Ieri sera è andata in onda la nona puntata di Finestra sull’Arena con un importante ospite telefonico, l’ex giocatore del Pisa Gabriel Raimondi. Rivedi la puntata e rileggi le parole di Raimondi.

Per la nona puntata di Finestra sull’Arena tanti i temi affrontati. Si è discusso della conferma di mister Pazienza, della multa alla società neroazzurra per i bagni di Piacenza con i pisani che si sono proclamati innocenti, del progetto stadio e di ex pisani con Gattuso che non si ferma più con la sua Primavera. Inoltre si è discusso del comunicato della Curva Nord relativo ai problemi dei posti allo stadio. Naturalmente ampio spazio alle rubriche e alla marcia di avvicinamento verso Pisa-Pistoiese. Durante la puntata è stato raggiunto telefonicamente l’ex giocatore del Pisa Gabriel Raimondi che ha risposto alle domande di Michele BufalinoAurora MaltintiGabriele Bianchi, Simone Del Moro e del pubblico in chat. Ecco le sue parole.

Ciao Gabriel, grazie di essere con noi qui stasera. Stai seguendo il Pisa? Come lo vedi in questo momento? “Ho visto tutta l’ultima partita dal ritiro col Torino. Ho visto un buon Pisa, ma anche quella precedente con l’Alessandria. Ci sono movimenti predeterminati, una squadra che cerca di giocare sempre a calcio. Mi è piaciuto”

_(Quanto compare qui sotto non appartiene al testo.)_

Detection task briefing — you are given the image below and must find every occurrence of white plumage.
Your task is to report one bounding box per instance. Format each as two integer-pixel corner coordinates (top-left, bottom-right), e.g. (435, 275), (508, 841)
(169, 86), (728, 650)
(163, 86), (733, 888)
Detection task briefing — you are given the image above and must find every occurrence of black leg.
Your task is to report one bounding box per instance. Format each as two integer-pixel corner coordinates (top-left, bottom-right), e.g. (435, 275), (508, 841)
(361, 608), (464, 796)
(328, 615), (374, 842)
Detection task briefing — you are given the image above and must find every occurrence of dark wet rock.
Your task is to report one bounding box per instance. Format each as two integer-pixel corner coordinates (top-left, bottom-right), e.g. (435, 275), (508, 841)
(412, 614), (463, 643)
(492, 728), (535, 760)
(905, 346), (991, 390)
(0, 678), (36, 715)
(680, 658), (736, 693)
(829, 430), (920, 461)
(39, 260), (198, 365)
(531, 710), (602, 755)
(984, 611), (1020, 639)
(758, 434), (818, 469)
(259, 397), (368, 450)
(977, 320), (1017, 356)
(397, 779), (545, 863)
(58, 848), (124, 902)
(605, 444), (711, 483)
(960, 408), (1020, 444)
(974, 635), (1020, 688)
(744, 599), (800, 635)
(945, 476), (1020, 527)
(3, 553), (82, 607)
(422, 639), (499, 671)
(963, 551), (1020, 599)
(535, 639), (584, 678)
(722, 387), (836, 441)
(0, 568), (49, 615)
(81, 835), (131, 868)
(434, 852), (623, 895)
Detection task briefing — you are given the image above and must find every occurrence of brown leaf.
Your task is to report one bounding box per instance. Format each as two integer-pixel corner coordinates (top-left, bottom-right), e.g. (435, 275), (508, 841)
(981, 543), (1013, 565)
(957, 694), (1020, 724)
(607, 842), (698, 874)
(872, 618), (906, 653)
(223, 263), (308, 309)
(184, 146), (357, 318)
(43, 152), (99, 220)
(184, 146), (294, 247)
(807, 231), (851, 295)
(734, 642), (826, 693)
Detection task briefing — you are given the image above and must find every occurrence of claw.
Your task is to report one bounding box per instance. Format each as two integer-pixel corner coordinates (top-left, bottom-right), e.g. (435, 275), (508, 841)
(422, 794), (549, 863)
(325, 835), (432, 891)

Raimondi premiato per le 100 presenze

La difesa è uno dei reparti meno battuti d’Italia. Lisuzzo è un po’ come te ai tempi del Pisa “Lisuzzo è una delle colonne di questa squadra. Riesce a dare sicurezza a tutto il reparto. Ma la difesa del Pisa è composta da molti giocatori di livello e buone individualità, è molto efficace a difendere. Tutta la squadra dà una grossa mano a questa difesa.”

Il Livono è partito molto forte, pensi che il Pisa, data la rosa e i risultati utili consecutivi, possa raggiungerlo? “Non guarderei tanto a raggiungere il Livorno, è un campionato molto aperto e competitivo, il campionato passa dall’Arena è passa dal Pisa, non bisogna guardare in avanti. La flessione ce l’hanno tutte le squadra e ce l’avrà anche il Livorno. Il Pisa si deve far trovar pronto soprattutto perché all’inizio ha lasciato qualche punto per strada e ora si può permettere poche sbavature”

Raimondi, Castillo e Kutuzov nella stagione 2007/2008

Nel Pisa debutta Pazienza, cosa ne pensi e cosa serve a un allenatore giovane per non bruciarsi? “Non guardo molto all’età, l’importante è avere una propria identità. Non so cosa serve a un allenatore per non bruciarsi, ma di sicuro ti posso dire cosa non serve. Molti allenatori sono stati rovinati dal mito di replicare il gioco di Guardiola. Un allenatore deve praticare il suo gioco con le sue idee, senza prendere quelle degli altri e replicarle. L’efficacia arriva da questo. Ho visto giovani fare molto bene, ma non è una regola bisogna essere portati. In questo momento mi piace come sta facendo giocare il Pisa Pazienza, sembra molto sicuro di sé, potrebbe essere uno di quei giovani che fa la differenza.”

Raimondi con la fascia di capitano

Pensando al Torino, ho visto Mihajilovic in discussione per il suo modulo di gioco. Non pensi che oggi si parli troppo del modulo di gioco, ma siano altre cose a fare la differenza? “Assolutamente sì, alla fine sono numeri. Guardiamo la Fiorentina di Sousa dell’anno scorso, aveva un modulo in fase di possesso e uno in fase di non possesso. Parlare di sistemi di gioco e moduli lascia il tempo che trova. Non si può però dire che non serva, però non è determinante come anni fa si diceva.”

La speciale maglia per le 100 presenze di Raimondi

Che ne pensi a chi dice che il Pisa di oggi non è cattivo come il tuo Pisa del 2007? “Se quel Pisa nostro non fosse stato così cattivo non avremmo vinto. Era una squadra fatta troppo in avanti, doveva creare la sua identità e ha fatto quello che ha fatto con le sue caratteristiche. Ve lo immaginate Calori uscire palla al piede? C’erano tante individualità e caratteristiche che si sposavano bene tra loro. Ferrigno ad esempio chiamava alla carica la gradinata mentre portava palla. Questo Pisa deve vincere con le sue armi, deve estrapolare il meglio da ogni giocatore con le sue caratteristiche.”